The BJP has regularized defection into almost open strategy
A government that rests on the strength of defected MLAs would be a mockery of everything intended by the Constitution
- Published 15.11.19, 2:28 AM
- Updated 15.11.19, 2:28 AM
- 2 mins read
The Karnataka Speaker was partly right. The Supreme Court has upheld the disqualification of the 17 members of the legislative assembly in Karnataka who, by crossing the floor — 16 of them have joined the Bharatiya Janata Party — whipped the carpet away from beneath the feet of the Janata Dal (Secular)-Congress government. Resignation does not prevent disqualification for defection. The court, however, has overturned the Speaker’s direction that the disqualified legislators would not be able to contest elections this term, that is, till 2023. The argument against the Speaker’s power to take this decision was based on a subtle distinction of terminology between two consecutive clauses in the Constitution and also the 91st amendment. So the legislators can contest in the by-elections that are expected to bring the BJP government of B.S. Yediyurappa back to power in Karnataka.
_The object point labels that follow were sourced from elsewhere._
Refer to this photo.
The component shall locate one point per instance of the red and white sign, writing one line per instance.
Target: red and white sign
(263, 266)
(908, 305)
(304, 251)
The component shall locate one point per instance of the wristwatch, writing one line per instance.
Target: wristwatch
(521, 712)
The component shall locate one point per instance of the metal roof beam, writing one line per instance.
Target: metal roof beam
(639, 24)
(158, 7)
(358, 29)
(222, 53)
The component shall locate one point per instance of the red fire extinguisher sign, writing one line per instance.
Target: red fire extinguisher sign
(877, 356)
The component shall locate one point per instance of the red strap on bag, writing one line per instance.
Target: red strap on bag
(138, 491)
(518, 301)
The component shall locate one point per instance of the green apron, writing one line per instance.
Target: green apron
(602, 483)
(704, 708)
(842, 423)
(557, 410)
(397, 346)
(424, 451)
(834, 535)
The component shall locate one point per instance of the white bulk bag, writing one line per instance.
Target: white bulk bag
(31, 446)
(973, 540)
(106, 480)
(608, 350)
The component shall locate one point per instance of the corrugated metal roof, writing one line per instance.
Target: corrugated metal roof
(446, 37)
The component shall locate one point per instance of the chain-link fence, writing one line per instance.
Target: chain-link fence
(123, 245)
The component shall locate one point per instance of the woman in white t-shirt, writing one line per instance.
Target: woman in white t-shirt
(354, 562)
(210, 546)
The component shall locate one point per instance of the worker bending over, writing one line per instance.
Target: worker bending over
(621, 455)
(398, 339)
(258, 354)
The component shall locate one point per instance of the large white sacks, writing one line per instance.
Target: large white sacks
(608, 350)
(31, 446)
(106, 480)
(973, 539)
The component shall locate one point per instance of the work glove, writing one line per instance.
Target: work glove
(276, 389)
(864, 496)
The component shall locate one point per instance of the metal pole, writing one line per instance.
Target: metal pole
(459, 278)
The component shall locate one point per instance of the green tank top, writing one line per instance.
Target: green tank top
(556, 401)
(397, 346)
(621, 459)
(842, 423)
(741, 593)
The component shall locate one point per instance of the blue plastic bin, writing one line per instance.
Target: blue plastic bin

The disqualification cannot be seen, in this case at least, as a penalty. To prevent what may appear as an anomaly to many, certain rules need to be clarified. What is the Speaker’s time limit to decide on legislators’ disqualification — history shows wild variations — and a governor’s to invite a party to show it can form a government? What order should a governor follow in calling parties to demonstrate this ability? Playing about with time is a function of bias, something from which both Speaker and governor should be free. Strict rules could help prevent the total disappearance of moral and ethical principles from Indian politics. When elected legislators cross the floor, they display an insulting indifference to the voter’s choice. Defection is prompted by substantial material advances and rewards — an old trick that the BJP has regularized into almost open strategy. The party aims to seize power the moment it has a foothold in a state — in Meghalaya it got two seats — whether by luring away Opposition legislators or ensuring that the governor, instead of the single largest party, calls the BJP with parties with which it has suddenly formed a coalition to form the government. A BJP government in Karnataka brought in on the strength of defected legislators would be a shameless mockery of everything intended by the Constitution or by the spirit of democracy or of fairness. The Congress has appealed to the prime minister. But ethics may prove difficult to recover.